The next United Nations climate conference, COP 26, is still 10 months away from convening in Glasgow. But campaigners are already calling for the Scottish government to help pressure the United Kingdom to keep fossil lobbyists away from the negotiations.
“As one of the world’s most influential and profitable industries, fossil fuel lobbyists are incredibly powerful in the COP process,” said Global Witness climate campaign manager Stuart McWilliam. “They have immense influence over governments’ negotiating positions and national policies. They are allowed a seat at the table and have used this to thwart progress to pursue their own vested interest against the public good. The UN climate change process should ban the fossil fuel industry, the same way the World Health Organization has excluded the tobacco industry.”
But while “the Scottish Government should call for the oil and gas lobbyists to be banned,” he added, “it is more likely [it] will be welcoming them with open arms, given its overwhelming support for the policy of extracting as much oil and gas from UK waters as possible.”
Past COPs “have been partly bankrolled by sponsorship deals with energy companies,” The National notes, recalling financial support at last year’s COP 25 from global renewables/gas utility Iberdola and coal, oil and gas plant operator Endesa. “In 2018, the EU’s largest producer of high-quality coking coal was among several coal sector companies the COP 24 in Poland partnered with.
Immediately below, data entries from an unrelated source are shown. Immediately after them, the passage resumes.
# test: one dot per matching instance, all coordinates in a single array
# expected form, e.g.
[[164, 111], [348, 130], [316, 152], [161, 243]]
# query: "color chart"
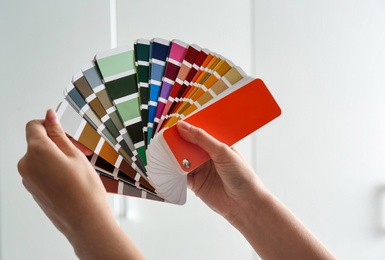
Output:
[[124, 104]]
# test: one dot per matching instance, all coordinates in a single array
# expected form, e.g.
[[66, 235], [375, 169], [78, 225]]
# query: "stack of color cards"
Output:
[[123, 105]]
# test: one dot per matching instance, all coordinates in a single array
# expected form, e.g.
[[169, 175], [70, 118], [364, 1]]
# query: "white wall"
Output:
[[324, 157], [43, 43]]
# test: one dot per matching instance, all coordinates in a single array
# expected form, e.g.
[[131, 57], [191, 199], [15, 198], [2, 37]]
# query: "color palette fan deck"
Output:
[[125, 102]]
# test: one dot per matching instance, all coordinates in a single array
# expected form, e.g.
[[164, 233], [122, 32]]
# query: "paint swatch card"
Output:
[[125, 102]]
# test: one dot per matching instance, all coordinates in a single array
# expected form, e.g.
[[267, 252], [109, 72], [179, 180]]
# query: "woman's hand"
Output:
[[67, 188], [226, 183], [230, 187]]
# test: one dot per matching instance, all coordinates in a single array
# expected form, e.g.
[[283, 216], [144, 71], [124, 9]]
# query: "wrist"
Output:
[[248, 212]]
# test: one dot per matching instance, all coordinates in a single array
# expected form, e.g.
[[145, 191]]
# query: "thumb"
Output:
[[216, 149], [56, 133]]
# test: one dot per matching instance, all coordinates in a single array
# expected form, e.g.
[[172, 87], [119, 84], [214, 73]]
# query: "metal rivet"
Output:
[[186, 163]]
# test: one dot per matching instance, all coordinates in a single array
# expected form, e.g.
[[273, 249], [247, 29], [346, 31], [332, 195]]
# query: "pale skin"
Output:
[[58, 175]]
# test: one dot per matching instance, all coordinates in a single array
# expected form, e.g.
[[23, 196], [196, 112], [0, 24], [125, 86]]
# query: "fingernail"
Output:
[[184, 125], [51, 117]]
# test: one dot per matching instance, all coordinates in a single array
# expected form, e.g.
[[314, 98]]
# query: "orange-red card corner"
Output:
[[229, 120]]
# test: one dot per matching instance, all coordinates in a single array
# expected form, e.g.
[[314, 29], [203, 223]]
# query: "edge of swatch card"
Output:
[[142, 41], [161, 41], [111, 52], [88, 66], [77, 76], [239, 84], [181, 43], [196, 47]]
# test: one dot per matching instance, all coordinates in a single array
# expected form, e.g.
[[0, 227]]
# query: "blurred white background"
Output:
[[324, 157]]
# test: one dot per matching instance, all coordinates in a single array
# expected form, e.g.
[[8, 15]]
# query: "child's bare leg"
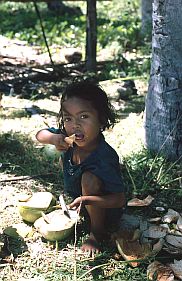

Campaigners fear their influence will negatively affect negotiations.”
Edinburgh University carbon management scientist David Reay said fossil lobbying is inevitable, but the wider issues may be more nuanced. “Many energy firms are now pushing for more ambition rather than trying to hold things back,” he said. “Some heavily oil-dependent nations may still be obstructive in Glasgow, but if China, the U.S., and the EU can all find common ground, then COP 26 can still be a world changer.”
“The domestic oil and gas industry and supply chain can play a positive role in supporting the low-carbon transition,” said Climate Change Secretary Roseanna Cunningham. “We are committed to achieving a carbon-neutral economy and managing that transition in a way that is fair for all.”